Reporters Without Borders (RSF) condemns the flagrant lack of tolerance for opposition media in Iraqi Kurdistan, where the security forces harassed at least 60 journalists trying to cover anti-government protests in several of this autonomous region’s cities during the past weekend.

The brutality unleashed by the authorities against journalists and opposition media is unacceptable,” RSF’s Middle East desk said. “It shows a complete refusal to tolerate the political pluralism that should be reflected in the media, and a desire to suppress an unwanted popular protest.

The demonstrations held in Iraqi Kurdistan’s main cities on 6 August were called by New Generation leader Shaswar Abdalwahid to denounce “corruption, poverty and unemployment” and to demand elections. New Generation wants to be an alternative to the region’s two ruling parties, the Kurdistan Democratic Party (KDP) and the Patriotic Union of Kurdistan (PUK).

Violence was used to disperse not only protesters but also the journalists covering the protests. Metro Center, an NGO that defends journalists’ rights in Iraqi Kurdistan, told RSF that it registered a total of 78 violations against 60 journalists, that at least 26 journalists were detained, four were searched, 16 were prevented from covering the protests, eight were teargas

targets and 23 had equipment confiscated.

The security forces also shut down the office of Rast Media, a new online media outlet, on the day that it due to launch, which was 6 August.

Our staff had been undertaking all of the legal steps required to launch our media for about a month,” Rast Media founder Omed Baroshki said. “We had set the date of 6 August for the start of our media activities. That morning, members of the security forces burst in, prevented us from continuing our journalistic activities, and then closed our office.” This is not the first time that Baroshki has been targeted. He was jailed from August 2020 to February 2022 on a charge of “endangering national security.”

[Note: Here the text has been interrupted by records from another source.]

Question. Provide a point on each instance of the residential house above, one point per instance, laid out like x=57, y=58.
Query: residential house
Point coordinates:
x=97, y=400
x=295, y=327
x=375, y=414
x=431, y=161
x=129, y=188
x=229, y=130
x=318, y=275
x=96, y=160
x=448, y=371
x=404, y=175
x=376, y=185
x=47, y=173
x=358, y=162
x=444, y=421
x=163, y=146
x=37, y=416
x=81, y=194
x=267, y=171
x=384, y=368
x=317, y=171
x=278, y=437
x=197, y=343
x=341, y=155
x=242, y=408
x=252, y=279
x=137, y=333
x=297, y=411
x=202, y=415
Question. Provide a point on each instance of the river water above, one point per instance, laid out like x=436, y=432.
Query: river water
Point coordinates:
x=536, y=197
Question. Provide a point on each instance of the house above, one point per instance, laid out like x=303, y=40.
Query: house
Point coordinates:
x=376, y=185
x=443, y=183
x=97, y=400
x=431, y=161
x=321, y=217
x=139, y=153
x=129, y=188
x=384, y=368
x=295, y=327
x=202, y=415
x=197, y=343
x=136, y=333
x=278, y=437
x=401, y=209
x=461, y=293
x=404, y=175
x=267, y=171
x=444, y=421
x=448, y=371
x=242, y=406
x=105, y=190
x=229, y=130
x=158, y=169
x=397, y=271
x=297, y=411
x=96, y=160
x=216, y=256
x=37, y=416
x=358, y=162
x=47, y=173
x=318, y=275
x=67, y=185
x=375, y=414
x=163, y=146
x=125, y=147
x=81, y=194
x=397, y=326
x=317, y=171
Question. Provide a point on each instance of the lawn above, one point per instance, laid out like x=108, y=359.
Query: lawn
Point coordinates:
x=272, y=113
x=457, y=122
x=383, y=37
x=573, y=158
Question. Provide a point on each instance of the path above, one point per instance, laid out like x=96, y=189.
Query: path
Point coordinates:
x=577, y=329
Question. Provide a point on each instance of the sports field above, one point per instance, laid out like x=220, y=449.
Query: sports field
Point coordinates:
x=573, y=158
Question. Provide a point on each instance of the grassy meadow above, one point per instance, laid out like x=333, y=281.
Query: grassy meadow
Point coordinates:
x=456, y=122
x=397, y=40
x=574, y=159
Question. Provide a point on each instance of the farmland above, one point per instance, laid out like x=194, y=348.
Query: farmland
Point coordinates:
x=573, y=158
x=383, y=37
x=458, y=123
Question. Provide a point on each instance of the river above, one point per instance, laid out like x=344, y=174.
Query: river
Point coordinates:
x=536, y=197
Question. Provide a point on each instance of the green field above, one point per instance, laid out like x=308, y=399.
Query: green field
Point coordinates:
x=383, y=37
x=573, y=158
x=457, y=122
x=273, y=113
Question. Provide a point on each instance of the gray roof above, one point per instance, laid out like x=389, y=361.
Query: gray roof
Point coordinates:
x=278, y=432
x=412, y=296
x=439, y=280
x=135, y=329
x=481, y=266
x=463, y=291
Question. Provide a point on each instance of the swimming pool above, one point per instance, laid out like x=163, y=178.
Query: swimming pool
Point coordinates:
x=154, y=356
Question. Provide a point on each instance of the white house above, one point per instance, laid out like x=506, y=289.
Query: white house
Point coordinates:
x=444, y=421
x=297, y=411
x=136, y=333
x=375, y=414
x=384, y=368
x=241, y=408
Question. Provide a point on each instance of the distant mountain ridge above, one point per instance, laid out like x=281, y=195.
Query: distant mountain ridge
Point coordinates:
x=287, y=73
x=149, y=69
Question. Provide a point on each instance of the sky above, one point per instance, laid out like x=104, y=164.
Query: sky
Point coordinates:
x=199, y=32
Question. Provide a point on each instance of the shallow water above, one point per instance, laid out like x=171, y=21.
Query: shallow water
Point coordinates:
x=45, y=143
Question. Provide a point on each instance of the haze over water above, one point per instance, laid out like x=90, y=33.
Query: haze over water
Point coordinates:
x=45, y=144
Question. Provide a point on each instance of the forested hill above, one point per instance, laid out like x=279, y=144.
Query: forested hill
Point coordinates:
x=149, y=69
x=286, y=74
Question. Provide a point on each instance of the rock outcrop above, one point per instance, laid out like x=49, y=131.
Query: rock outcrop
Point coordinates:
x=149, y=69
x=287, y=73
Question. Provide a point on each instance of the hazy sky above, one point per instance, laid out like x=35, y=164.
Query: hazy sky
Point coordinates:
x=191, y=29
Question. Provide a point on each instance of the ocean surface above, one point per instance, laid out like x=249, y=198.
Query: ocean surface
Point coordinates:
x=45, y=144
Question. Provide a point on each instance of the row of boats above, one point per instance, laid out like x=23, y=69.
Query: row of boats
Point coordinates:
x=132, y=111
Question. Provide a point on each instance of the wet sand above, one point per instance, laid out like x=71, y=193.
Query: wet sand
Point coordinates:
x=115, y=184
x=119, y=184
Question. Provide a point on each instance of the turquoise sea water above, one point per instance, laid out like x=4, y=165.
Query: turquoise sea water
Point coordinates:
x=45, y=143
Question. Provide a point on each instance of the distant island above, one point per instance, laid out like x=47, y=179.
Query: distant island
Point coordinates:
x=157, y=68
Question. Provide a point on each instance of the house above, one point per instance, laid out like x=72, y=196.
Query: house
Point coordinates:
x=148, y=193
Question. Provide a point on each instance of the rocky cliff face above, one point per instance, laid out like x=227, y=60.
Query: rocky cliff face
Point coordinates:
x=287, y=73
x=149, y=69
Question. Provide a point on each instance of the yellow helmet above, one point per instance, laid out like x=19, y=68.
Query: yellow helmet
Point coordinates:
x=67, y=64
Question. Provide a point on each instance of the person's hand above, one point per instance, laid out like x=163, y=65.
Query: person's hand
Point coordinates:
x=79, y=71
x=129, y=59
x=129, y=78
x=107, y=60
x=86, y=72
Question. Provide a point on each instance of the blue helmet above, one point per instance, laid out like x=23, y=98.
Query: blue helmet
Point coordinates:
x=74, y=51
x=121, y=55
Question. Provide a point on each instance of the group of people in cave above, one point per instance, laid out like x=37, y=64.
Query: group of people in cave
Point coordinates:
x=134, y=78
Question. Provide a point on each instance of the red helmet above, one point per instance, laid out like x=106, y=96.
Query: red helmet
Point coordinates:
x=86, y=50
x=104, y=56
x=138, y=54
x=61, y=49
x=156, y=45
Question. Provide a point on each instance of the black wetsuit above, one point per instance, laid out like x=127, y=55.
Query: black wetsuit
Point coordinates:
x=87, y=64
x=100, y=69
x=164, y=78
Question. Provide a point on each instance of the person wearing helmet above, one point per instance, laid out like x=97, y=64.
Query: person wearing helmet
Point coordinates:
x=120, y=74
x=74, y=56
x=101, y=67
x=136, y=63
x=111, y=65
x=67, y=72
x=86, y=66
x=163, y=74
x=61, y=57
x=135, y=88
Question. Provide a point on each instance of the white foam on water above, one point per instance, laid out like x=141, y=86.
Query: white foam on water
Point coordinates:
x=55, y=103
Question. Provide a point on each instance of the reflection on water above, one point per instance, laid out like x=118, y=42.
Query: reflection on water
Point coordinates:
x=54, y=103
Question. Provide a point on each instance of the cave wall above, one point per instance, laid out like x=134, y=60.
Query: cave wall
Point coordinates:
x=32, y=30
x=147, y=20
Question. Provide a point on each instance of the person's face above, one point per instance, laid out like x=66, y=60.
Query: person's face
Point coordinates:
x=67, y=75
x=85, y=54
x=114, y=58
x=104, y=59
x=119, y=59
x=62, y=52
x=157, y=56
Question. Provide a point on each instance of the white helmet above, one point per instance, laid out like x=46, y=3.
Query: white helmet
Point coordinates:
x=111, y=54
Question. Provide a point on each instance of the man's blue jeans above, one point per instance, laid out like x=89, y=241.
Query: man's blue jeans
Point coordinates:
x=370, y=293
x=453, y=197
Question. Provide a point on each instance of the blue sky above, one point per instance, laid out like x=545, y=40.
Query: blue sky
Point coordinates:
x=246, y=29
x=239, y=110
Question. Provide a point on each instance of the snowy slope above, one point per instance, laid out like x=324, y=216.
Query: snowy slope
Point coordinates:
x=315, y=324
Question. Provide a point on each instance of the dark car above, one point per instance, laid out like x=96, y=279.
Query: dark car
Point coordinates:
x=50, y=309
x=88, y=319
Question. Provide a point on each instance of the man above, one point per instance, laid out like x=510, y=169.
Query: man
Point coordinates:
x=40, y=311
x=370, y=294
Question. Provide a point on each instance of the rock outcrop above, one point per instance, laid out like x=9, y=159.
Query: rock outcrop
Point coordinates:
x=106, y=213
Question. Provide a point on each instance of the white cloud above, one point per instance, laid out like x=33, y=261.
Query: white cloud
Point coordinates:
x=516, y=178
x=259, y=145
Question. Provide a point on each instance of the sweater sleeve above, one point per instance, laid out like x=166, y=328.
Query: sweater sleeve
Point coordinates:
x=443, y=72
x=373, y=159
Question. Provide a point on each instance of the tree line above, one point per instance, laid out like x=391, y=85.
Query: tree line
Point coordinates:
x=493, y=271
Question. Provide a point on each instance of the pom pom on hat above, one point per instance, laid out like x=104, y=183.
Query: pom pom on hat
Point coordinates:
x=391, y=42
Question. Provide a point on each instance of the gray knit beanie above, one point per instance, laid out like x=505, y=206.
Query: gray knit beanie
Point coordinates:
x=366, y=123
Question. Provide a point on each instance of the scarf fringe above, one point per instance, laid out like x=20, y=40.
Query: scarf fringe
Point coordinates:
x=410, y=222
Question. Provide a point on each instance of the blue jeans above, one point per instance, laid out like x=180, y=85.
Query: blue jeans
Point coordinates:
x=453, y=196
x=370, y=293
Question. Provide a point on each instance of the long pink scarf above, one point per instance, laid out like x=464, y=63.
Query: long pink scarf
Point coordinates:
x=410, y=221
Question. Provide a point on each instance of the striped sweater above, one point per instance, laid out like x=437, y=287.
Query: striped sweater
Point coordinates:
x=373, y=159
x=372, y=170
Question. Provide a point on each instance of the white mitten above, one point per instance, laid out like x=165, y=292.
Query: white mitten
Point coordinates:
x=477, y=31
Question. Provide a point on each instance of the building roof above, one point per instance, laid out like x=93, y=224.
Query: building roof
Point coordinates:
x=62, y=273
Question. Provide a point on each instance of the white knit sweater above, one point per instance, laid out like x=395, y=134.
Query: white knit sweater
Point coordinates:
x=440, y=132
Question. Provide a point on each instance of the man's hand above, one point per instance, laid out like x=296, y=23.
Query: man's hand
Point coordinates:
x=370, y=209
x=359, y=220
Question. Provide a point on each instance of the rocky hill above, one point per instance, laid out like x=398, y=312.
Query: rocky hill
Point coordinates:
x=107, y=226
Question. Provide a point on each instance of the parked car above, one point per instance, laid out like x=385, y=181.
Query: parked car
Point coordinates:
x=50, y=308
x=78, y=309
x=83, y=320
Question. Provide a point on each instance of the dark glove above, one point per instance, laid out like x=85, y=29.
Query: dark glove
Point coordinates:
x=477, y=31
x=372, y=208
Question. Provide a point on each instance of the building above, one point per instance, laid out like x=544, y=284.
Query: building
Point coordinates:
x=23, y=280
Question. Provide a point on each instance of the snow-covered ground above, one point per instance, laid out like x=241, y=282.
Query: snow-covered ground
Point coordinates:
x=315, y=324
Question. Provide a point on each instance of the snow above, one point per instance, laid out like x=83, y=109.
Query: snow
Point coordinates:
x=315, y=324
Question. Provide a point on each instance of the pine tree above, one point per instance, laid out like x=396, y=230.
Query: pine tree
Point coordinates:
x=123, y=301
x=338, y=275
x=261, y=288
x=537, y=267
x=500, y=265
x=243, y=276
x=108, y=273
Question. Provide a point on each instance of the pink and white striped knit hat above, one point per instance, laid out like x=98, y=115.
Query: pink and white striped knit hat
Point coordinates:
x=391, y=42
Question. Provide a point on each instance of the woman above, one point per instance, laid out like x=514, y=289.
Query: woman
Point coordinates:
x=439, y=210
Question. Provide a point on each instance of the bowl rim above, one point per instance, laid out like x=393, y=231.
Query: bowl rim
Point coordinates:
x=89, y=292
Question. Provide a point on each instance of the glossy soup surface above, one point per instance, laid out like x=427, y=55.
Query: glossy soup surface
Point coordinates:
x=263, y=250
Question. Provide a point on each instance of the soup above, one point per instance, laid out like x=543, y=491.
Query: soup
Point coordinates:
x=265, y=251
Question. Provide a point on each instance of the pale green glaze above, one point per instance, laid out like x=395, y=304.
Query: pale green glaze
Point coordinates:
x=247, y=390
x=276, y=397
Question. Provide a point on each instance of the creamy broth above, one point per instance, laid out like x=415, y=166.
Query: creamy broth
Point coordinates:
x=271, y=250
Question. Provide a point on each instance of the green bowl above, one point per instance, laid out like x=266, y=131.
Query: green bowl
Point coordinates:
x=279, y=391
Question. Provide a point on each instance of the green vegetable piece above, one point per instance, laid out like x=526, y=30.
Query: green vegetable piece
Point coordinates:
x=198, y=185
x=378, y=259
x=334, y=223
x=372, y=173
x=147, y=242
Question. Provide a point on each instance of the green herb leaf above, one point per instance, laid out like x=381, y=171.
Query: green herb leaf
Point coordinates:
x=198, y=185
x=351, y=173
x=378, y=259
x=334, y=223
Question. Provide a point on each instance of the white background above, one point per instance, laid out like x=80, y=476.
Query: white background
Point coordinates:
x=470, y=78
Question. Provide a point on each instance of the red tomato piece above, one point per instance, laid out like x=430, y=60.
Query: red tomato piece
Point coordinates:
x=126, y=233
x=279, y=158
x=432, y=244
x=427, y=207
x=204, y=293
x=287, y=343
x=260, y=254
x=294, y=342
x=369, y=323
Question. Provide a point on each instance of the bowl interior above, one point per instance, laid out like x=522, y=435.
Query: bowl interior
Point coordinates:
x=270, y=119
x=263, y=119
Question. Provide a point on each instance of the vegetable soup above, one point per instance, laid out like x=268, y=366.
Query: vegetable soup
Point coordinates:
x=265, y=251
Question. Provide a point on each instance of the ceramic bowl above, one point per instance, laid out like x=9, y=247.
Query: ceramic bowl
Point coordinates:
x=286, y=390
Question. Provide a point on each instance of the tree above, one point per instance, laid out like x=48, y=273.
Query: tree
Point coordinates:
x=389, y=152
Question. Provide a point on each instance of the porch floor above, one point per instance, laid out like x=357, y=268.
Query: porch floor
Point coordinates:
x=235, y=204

Sirwan Gharib, the editor of the independent news website Westga News, told RSF that he was detained by the Asayish (security forces) for several hours along with several colleagues in Sulaymaniyah.

Just after we arrived to cover the protests, a drone belonging to the Asayish filmed us from a very close distance in order to intimidate us,” Gharib said. “Later, we were all taken in a barred bus to the Asayish security centre, where they confiscated our mobile phones and treated us like criminals although covering the news is a fundamental right, not a crime.

Kurdistan’s leaders “continue to regard the political opposition and their media with hostility,” Metro Center director Rahman Gharib said. “They claim to be a democracy, but when political discord between them and the opposition intensifies and the opposition sees no alternative but street protests, opposition media outlets find themselves in prison.

Of the 26 journalists who were briefly detained, at least ten work for NRT, a TV channel owned by Abdalwahid, New Generation’s leader.